FKA Twigs carries the aura of a Renaissance woman, in both her modern take on period garb and the wide spectrum of disciplines that she tackles. Raised on ballet and opera and accomplished as a filmmaker, the British singer and dancer born Tahliah Barnett deeply involves herself in the production of her videos as well as her records – and draws on all of those artistic perspectives in concert.
Twigs also carries scars incurred since she last toured three years ago behind her Mercury Prize-nominated LP1. First came her tabloid-fodder breakup with fiancé Robert Pattinson of Twilight fame, then surgery to remove fibroid tumors from her uterus. The 31-year-old singer pours those emotionally trying experiences into her stark, stunning new album Magdalene and current tour, which hit House of Blues on Tuesday, her first Boston show since 2014 at Brighton Music Hall.
Her 90-minute set — delayed 50 minutes by an errant fire alarm that cleared the club — began not with elaborate spectacle but with Twigs alone before a curtain, tap-dancing against mechanized rhythms. Twigs’s accented gesticulations set the tone for the rest of the night as she slowly built her performance, singing lesser-known EP tracks “Hide” and “Water Me” in her airy soprano and donning a bridal-white headpiece in her first of several costume changes. She let a high note linger in “Pendulum,” then paused for cheers that prompted her to physically blush before she crouched, swung her arms, and flew back into that astonishing upper range. Twigs flashed her physical flexibility as well in “Figure 8,” arching her body backward until she could touch the stage, cued to a blast of strobe light, before four dancers joined her to leap into choreography as harder beats kicked in.

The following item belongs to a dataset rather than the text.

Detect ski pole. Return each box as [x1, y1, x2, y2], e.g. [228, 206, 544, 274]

Nearly halfway into the set, Twigs finally turned to Magdalene, which casts an empowering light on Jesus Christ’s female companion — and stands among 2019’s best albums. Dressed like a gypsy queen, Twigs walked from the stage wing into the pit to sing “Mary Magdalene” directly to the masses against the barricade (to the likely consternation of any fans who lost that spot in the fire-alarm shuffle). And “Home with You” resonated with opera in the dramatic tension between her ascending voice and the theatrical movement of the dancers, who sported Greek-tragedy masks on both their faces and hands, menacingly surrounding Twigs and then gently holding her aloft. She joined the frolic to groove to rapper Future’s recorded counter-lyrics in “Holy Terrain,” one of the night’s few moments that fit the alt-R&B tag once stuck on Twigs.

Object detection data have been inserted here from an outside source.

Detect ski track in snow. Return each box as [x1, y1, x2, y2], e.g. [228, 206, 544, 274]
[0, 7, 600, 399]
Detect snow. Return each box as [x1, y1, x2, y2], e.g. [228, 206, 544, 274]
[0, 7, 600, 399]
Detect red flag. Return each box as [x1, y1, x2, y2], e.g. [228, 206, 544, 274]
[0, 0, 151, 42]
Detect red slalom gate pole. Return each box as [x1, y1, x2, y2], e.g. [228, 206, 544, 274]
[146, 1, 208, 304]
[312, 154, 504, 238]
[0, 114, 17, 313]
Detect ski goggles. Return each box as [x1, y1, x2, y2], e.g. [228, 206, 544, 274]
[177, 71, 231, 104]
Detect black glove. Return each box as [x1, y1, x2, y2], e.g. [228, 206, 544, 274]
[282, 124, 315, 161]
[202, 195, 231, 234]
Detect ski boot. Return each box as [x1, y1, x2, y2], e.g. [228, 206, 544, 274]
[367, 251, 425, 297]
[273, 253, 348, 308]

Besides unseen instrumentation, she sometimes employed canned vocals, either while singing live or during transitional moments, but they were rarely distracting. That vocal mix was particularly effective on “Sad Day,” which recalled Kate Bush both in Twigs’s high-voiced phrasing and the synth-iced tribal orchestration of its climax. The singer left the stage only to emerge with a faux sword that she twirled and waved in an impressive routine, and the curtain dropped to reveal scaffolding with three live musicians atop a platform, injecting cello and electronic drums.

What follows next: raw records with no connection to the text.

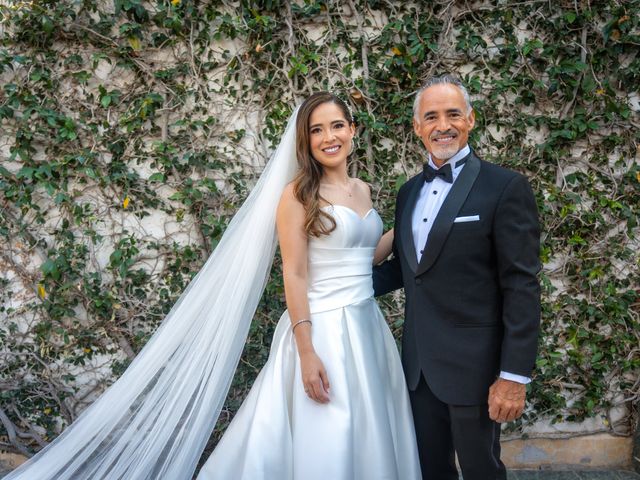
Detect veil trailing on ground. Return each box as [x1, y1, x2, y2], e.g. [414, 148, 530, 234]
[4, 110, 297, 480]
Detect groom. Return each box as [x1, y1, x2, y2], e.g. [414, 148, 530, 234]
[374, 75, 540, 480]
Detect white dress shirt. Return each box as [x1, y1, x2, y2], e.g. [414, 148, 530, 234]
[411, 145, 531, 384]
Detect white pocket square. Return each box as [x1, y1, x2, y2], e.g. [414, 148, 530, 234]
[453, 215, 480, 223]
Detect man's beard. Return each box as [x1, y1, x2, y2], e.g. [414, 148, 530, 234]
[433, 142, 460, 160]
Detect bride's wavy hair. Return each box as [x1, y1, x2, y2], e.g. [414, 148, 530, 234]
[293, 92, 353, 237]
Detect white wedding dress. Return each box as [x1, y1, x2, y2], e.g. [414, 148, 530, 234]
[198, 205, 421, 480]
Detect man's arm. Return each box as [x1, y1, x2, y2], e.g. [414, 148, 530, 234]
[489, 175, 540, 422]
[373, 188, 406, 297]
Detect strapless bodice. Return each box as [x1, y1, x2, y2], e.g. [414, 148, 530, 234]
[307, 205, 382, 313]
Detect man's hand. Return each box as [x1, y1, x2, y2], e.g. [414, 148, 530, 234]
[489, 378, 526, 423]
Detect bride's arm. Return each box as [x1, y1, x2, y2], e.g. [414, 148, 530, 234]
[276, 184, 329, 403]
[373, 228, 393, 265]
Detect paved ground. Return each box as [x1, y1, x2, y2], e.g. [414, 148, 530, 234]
[0, 468, 640, 480]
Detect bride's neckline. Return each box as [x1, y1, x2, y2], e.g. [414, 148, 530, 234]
[320, 203, 375, 220]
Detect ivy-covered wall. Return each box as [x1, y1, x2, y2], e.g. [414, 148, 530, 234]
[0, 0, 640, 460]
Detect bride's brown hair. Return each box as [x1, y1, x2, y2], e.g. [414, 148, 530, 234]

But the back end of the set showcased Twigs’s naked live voice – and the earthy fragility that graces so much of her new album. She tapped the base of her neck with her fingers for the guttural first notes of “Mirrored Heart,” where her voice floated through the line “It’s all for the lovers trying to chase the rush again” as if on helium, then resolved “But I’m never going to give up.” Except for a smattering of supportive catcalls from overeager fans, you could practically hear a pin drop as Twigs served her soliloquy, while the cellist lent sparse piano from above.
After a showstopping pole dance where her undulating body rose into a spinning upside-down split to “Lights On” and a throbbing “Two Weeks” (in which confetti petals fell from above), Twigs delivered the emotional dagger of “Cellophane.” The video for that single popularized her pole dance, which she learned in order to signify her recovery from surgery. But here she stood alone again. In that paean to facing overwhelming heartbreak and broken privacy, she trilled the tightrope refrains “Why won’t you do it for me, when all I do is for you” and “They want to see us alone, want to see us, want to see us apart.” But her final hushed words were “They’re waiting, and hoping I’m not enough” – and fans made clear they thought differently. Twigs motioned for her singers and musicians to share the applause, and they all ran to the back of the stage into a triumphant group hug.
Paul Robicheau served as the contributing editor for music in The Improper Bostonian in addition to writing and photography for The Boston Globe, Rolling Stone and other publications.